DOW JONES NEWSWIRES
Insurance broker Aon Corp. (AON) has agreed to buy
human-resource consulting and outsourcing company Hewitt Associates
Inc. (HEW) in a cash-and-stock deal valued at about $4.9
billion.
The deal will nearly triple the size of the Aon's consulting
operations, making it a $4.3 billion business by revenue. Aon
Hewitt, as the consulting and outsourcing operations will be known,
will be run by Hewitt Chairman and Chief Executive Russ Fradin.

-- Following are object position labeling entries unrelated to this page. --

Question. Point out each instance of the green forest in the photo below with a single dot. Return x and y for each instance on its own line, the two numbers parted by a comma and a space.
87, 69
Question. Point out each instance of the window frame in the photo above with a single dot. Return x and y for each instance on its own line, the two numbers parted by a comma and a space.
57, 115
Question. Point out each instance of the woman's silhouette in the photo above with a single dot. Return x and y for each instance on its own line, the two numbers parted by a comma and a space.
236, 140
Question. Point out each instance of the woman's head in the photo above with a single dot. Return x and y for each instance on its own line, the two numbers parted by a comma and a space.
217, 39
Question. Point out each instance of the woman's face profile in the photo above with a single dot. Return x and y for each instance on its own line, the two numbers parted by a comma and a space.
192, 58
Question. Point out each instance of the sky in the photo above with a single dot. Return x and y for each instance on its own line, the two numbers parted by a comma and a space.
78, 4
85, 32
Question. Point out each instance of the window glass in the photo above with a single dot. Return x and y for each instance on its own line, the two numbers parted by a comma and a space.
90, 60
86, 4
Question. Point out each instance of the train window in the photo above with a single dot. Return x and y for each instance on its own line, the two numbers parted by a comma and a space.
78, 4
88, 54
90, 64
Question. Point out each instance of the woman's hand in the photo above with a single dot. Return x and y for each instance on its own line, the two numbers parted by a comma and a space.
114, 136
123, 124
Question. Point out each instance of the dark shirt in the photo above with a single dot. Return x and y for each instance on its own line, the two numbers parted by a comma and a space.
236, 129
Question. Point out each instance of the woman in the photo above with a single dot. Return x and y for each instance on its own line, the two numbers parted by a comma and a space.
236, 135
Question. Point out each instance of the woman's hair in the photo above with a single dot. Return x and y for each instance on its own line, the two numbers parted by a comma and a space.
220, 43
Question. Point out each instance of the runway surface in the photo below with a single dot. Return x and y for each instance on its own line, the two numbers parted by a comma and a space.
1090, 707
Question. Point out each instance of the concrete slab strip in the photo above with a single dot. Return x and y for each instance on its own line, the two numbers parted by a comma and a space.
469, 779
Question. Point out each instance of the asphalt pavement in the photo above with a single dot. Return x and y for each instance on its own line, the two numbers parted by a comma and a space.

The deal values Hewitt at $50 a share--a 41% premium over
Friday's closing price. Holders will be able to elect all cash or
stock, but $2.45 billion of cash will be paid for Hewitt, with
stock making up the rest. Unless otherwise requested, holders would
get $25.61 and 0.6362 share of Aon stock for each share of
Hewitt.
The deal, expected to close by mid-November, would cut into
Aon's profit next year, but boost them slightly absent
restruturing-related charges. Profits on both basis are projected
to increase at Aon starting in 2012 as a result of the
acquisition.
The companies expect the deal to save about $355 million
annually by 2013, mostly from reduction in back-office areas and
other impacts.
Hewitt has some 3,000 clients, and 49% of Aon Hewitt's operation
by revenue would be consulting. Another 40% would be benefits
outsourcing.
In April, Aon said its first-quarter earnings dropped 36% after
$126 million in year-earlier tax gains, though its adjusted
earnings rose and topped analysts' forecasts. Meanwhile, Hewitt in
May said its fiscal second-quarter earnings fell 15% on charges and
a year-earlier gains as revenue increased and adjusted results
rose.
Shares of Aon and Hewitt closed at $38.34 and $35.40,
respectively, on Friday and were inactive premarket. The stocks
have risen 4.5% and 25%, respectively, in the past year.